$-Δ$ with domain $\{u∈H_0^1:Δu∈L^2\}$ admits an orthonormal basis of $L^2$ consisting of eigenfunctions of $-Δ$ with corresp. positive eigenvalues

Question

Let

• $d\in\mathbb N$
• $\Lambda\subseteq\mathbb R^d$ be bounded and open
• $\mathcal D(A):=\left\{u\in H_0^1(\Lambda):\Delta u\in L^2(\Lambda)\right\}$ and $$Au:=-\Delta u\;\;\;\text{for }u\in\mathcal D(A)$$

It's easy to see that $(\mathcal D(A),A)$ is a densely-defined linear symmetric operator on $L^2(\Lambda)$. Since $\Lambda$ is bounded, $(\mathcal D(A),A)$ is positive, i.e. $$\langle u,Au\rangle_{L^2(\Lambda)}=\left\|\nabla u\right\|_{L^2(\Lambda)}^2>0\;\;\;\text{ for all }u\in\mathcal D(A)\setminus\left\{0\right\}\;,\tag 1$$ and hence invertible, i.e. there is a unique linear operator $(\mathcal R(A),A^{-1})$ with $$\mathcal R(A):=\left\{Au:u\in\mathcal D(A)\right\}$$ and $$Au=v\Leftrightarrow u=A^{-1}v\;\;\;\text{for all }u\in\mathcal D(A)\text{ and }v\in\mathcal R(A)\;.\tag 2$$

I want to show that there is an orthonormal basis $(e_n)_{n\in\mathbb N}\subseteq\mathcal D(A)$ of $L^2(\Lambda)$ with $$Ae_n=\lambda_ne_n\;\;\;\text{for all }n\in\mathbb N\tag 3$$ for some $(\lambda_n)_{n\in\mathbb N}\subseteq(0,\infty)$ with $$\lambda_{n+1}\ge\lambda_n\text{ for all }n\in\mathbb N\;.\tag 4$$

I'm not sure what the easiest way is to obtain the desired result.
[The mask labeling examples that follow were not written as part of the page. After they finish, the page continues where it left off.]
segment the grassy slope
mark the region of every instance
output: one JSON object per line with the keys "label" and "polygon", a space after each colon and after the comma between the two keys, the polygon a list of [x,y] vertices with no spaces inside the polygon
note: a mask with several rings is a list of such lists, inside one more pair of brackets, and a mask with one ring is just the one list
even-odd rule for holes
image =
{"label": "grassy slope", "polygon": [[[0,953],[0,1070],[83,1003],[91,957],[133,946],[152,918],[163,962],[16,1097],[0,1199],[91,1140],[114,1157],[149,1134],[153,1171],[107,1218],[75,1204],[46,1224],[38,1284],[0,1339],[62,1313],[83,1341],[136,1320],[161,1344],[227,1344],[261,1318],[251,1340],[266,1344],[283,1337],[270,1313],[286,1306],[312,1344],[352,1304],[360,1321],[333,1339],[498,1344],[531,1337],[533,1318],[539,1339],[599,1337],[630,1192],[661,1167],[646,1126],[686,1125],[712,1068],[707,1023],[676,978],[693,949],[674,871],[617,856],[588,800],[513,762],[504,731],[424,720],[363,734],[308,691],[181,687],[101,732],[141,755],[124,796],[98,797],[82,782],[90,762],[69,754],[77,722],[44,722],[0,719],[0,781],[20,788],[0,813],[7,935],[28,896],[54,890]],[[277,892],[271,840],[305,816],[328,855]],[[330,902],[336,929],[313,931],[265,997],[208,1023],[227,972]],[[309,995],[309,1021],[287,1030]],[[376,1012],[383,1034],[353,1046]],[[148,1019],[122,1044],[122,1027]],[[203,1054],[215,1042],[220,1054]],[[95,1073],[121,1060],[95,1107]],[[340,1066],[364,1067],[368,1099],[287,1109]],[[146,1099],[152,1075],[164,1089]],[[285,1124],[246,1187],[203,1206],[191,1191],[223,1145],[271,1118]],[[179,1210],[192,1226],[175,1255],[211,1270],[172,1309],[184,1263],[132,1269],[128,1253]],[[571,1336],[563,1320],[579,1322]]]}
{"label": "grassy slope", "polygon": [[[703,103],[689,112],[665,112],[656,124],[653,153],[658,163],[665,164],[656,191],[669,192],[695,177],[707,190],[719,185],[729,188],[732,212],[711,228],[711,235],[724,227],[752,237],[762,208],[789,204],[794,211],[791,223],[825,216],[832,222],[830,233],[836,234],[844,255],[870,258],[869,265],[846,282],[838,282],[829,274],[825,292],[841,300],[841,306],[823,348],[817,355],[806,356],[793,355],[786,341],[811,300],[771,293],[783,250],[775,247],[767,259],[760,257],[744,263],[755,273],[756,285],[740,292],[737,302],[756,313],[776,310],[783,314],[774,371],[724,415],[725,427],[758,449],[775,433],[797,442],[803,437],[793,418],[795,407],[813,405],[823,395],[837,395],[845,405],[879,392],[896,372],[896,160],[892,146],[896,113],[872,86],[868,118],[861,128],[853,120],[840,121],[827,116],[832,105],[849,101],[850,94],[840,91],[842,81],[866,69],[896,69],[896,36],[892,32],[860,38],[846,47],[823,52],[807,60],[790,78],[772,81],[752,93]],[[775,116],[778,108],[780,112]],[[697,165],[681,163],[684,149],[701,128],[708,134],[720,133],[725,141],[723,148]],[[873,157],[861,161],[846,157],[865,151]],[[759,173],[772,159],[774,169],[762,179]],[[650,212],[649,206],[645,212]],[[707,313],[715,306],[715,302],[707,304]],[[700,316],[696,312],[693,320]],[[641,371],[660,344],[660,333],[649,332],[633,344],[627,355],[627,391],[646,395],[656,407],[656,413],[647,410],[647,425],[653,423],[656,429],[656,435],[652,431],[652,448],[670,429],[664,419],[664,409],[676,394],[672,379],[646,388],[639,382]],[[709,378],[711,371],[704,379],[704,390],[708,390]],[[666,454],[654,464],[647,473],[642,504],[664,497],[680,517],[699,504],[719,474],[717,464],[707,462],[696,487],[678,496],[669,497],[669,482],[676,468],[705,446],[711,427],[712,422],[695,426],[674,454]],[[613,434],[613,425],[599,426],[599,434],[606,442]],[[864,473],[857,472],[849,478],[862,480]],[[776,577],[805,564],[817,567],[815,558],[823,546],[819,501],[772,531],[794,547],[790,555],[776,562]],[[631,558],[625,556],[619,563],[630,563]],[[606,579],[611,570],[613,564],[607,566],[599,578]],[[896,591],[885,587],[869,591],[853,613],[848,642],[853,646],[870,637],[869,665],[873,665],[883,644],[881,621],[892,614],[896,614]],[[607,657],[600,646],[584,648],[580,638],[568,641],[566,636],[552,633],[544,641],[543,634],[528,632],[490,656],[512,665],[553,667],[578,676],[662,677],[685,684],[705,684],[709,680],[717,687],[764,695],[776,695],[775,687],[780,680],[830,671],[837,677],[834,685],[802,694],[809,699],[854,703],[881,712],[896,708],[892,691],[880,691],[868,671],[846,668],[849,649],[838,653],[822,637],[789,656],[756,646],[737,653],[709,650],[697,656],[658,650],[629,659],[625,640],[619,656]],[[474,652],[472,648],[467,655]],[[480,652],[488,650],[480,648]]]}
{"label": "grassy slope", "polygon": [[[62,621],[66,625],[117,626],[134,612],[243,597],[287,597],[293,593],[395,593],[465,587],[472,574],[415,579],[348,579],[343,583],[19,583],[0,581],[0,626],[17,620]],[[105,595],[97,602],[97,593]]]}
Maybe we should use the Hilbert-Schmidt theorem and maybe it's easier to apply it to $(\mathcal R(A),A^{-1})$ instead of $(\mathcal D(A),A)$. If that's a good idea, we need to show that the corresponding operator is compact. In that case: How can we do that?

Answer 1

Define $B:D(B)\to L^2$ by $Bu=-\Delta u$, where $D(B)=H_0^1\cap H^2$.

Due to elliptic regularity, $B$ is bijective and thus it has an inverse $B^{-1}: L^2\to D(B)$.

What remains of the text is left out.